Kenneth Copeland laughing Biden video

@RightWingWatch/Twitter

Video shows right-wing televangelist Kenneth Copeland laughing himself senseless over Biden victory

'He looks like he's about to unhinge his jaw and swallow a toddler.'

 

Kahron Spearman

Tech

Posted on Nov 9, 2020   Updated on Nov 9, 2020, 8:08 am CST

Televangelist and President Donald Trump acolyte Kenneth Copeland has found a way of cope with former Vice President Joe Biden winning the 2020 presidential election: laughing himself senseless with his congregation.

Copeland is once again responsible for one of the weirdest church scenes captured this year, following his April pronouncement that he could blow coronavirus away with the “wind of God.”

“The media said what?” Copeland asks before laughing in apparent disbelief. “The media said Joe Biden’s president.”

Copeland then continues his hysterical laughter as the crowd rises and joins him. Even onscreen, however, the maniacal laughs appear calculated and forced.

Redditors had a field day with the video, which, along with last week’s heavily memed video of a prayer led by Trump’s spiritual adviser Paula White-Cain, puts televangelists closer to “cultish huckster” territory.

“This is the creepiest thing I’ve seen in a long time. I’m done with the internet today,” commented u/AtomicRoosterFetus.

u/peppermintmeow wrote, “He looks like he’s about to unhinge his jaw and swallow a toddler.”

“Every time a new Copeland video comes out about 90% of the comments say something nearly identical to this,” u/unphamiliarterritory said. “Copeland exudes creepy, and I’ll never understand, as long as I live, how anyone in their right mind (and I’m thinking that’s the key phrase here) can see this guy and think he’s not Satan himself.”

Like many in the lineage of rich televangelists, Copeland—who has an estimated net worth of $300 million—has been accused of bilking his congregation into funding his lavish lifestyle.

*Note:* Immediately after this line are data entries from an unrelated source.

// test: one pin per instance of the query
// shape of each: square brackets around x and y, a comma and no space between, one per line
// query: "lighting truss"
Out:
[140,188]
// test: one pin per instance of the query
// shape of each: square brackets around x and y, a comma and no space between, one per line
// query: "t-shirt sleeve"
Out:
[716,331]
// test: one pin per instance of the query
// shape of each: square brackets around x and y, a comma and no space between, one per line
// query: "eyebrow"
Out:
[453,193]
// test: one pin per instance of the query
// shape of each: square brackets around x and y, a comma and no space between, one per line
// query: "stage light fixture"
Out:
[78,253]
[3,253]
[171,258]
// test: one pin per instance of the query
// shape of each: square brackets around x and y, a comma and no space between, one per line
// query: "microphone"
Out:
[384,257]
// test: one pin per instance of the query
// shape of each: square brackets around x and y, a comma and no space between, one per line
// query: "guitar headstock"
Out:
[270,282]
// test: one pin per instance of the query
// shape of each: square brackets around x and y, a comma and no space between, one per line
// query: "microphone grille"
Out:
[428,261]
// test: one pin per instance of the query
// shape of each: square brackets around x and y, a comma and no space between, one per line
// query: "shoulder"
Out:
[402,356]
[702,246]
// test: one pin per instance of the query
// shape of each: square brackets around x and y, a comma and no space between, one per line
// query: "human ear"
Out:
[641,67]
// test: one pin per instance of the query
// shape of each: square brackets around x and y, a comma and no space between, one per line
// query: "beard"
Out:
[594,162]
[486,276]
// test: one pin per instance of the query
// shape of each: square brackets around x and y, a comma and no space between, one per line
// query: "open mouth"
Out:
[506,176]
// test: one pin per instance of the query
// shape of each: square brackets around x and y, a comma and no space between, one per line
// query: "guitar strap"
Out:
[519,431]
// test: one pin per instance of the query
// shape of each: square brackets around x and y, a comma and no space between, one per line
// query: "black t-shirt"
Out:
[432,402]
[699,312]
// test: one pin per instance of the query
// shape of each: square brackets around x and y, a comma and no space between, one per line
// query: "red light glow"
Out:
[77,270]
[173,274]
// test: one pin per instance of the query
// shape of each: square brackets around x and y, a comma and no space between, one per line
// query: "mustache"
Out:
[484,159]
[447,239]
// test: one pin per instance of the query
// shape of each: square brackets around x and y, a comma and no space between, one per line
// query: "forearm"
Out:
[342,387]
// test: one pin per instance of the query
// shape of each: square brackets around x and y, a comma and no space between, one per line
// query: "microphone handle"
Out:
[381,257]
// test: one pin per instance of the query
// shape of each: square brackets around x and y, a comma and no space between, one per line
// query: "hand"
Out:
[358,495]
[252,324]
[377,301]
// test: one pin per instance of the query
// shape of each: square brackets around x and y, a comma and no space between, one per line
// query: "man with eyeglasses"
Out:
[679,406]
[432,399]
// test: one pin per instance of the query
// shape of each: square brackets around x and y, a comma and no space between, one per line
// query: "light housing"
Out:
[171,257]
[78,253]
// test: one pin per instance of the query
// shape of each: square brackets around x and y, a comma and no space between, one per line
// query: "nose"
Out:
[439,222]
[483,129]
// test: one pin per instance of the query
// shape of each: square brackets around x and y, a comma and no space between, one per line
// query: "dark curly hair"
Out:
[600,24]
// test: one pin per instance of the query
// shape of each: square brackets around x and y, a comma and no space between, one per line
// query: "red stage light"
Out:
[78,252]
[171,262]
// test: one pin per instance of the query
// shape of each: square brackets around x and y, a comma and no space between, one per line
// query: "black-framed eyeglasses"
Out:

But there’s more to this, according to writer Laird Barron.

“This filtered excerpt might seem cheesy. It’s not,” Barron wrote in a quote tweet of Right Wing Watch’s Copeland video, which has been viewed nearly 10 million times. “It’s a variation of command voice/presence techniques employed by law enforcement and the military. Motivational speakers use it, albeit less violently. This is professional brainwashing for your viewing pleasure. It works.”